Все счастливые семьи похожи друг на друга, каждая несчастливая семья несчастлива по-своему.

幸せな家族はどれもみな同じようにみえるが、不幸な家族にはそれぞれの不幸な形がある。

 

 ここに引用したロシア語は、ロシアの文豪トルストイの代表作『アンナ・カレーニナ』冒頭の有名なフレーズです。なぜこれを引用したのかというと、何語であれ言語を学ぶことは「世界を広げる」ことへ収束するので、言語を習得するメリットの説明はどの言語も似通ったものになります。ゆえに、言語固有の特殊な事情は、むしろ「その言語を選ばない理由」の方にあるように思えるからです。

 

 少なくともロシア語には「現在進行形で他国に侵攻している国の言語」という明確に「選ばれない理由」があります。ウクライナ侵攻以降、ロシア国外のロシア語話者でロシア語を話さなくなった人は少なくありません。大学で第二外国語として選ぶかどうかというレベルでも、その影響は少なくありません。外国語学習の成果を最も手っ取り早く実感できるのは、その言語が話されている地域を旅行することですが、いうまでもなくロシアへの観光旅行は依然難しい状況にあります。大学で1年ほど学べば簡単な旅行会話は身に付くのに、その成果を実践する機会がないのは悲しいことです。

 

 ただ、これらのネガティブな要素は、裏返せば「ロシア語を学び、実践する場は大学しかない」ということでもあります。文系は必修科目、理系は選択科目としてロシア語ネイティブスピーカー教員による演習(週1コマ)があり、さらに週2コマのインテンシブ[高度]を履修し、ネイティブスピーカーによる授業を週3コマ受けることも可能です。
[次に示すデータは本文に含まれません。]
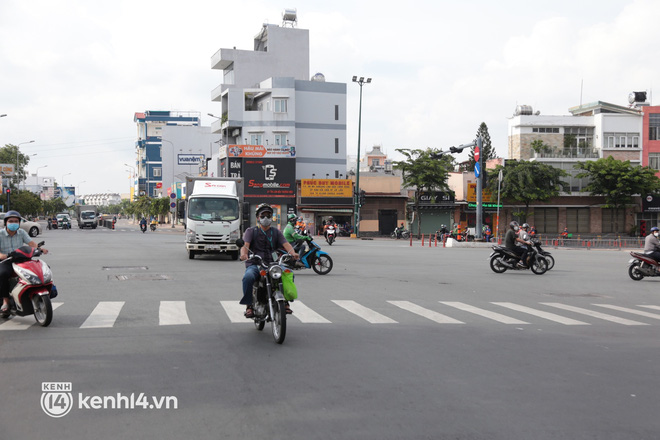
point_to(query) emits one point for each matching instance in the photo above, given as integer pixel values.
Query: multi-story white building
(268, 98)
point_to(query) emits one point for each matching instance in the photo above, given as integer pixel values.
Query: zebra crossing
(107, 314)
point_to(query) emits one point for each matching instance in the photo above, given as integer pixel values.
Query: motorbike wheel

また、アルメニアでの国際研修や、カザフスタン国立大学との交換留学など、ロシア国外の教育機関でロシア語を学ぶ機会も大学では提供されています。

 

 『アンナ・カレーニナ』には、「善は因果の連鎖の外にある」という言葉もあります。「理由」や「結果」を求めてなされる善は本当の善ではないということです。語学学習も、「なぜその言語を学ぶか」「その言語を学ぶことでどんなメリットがあるか」をじっくり考えたうえで言語を選択するのもよいですが、むしろ何があるかわからないで飛び込むことでしか見えてこない世界もあります。「大学でしかできないこと」に挑戦したい人は、ぜひロシア語を学んでみてください。

(浜田華練・総合文化研究科准教授)

 

履修者の声

 文字や響きが魅力的だったという安直な理由で選択。格やアスペクトなど、なじみの薄い文法概念に戸惑うこともありますが、その戸惑いこそがロシア語、ひいては外国語学習の醍醐味とも言えるでしょう。人数が少ないためか、選択者同士の絆は深く、強い同朋意識で結ばれています。一緒にロシア料理を食べに行ったり、ロシア語の映画やオペラを見に行ったりしたことも。メディアを通して触れる機会の多い西欧文化とは一味異なる世界が、ロシア語を学ぶ過程に広がっています。

(養・3年)

 

フランス語 憧れの「パリジャン」になるためのフランス語

 

Être parisien, ce n’est pas être né à Paris, c’est y renaître.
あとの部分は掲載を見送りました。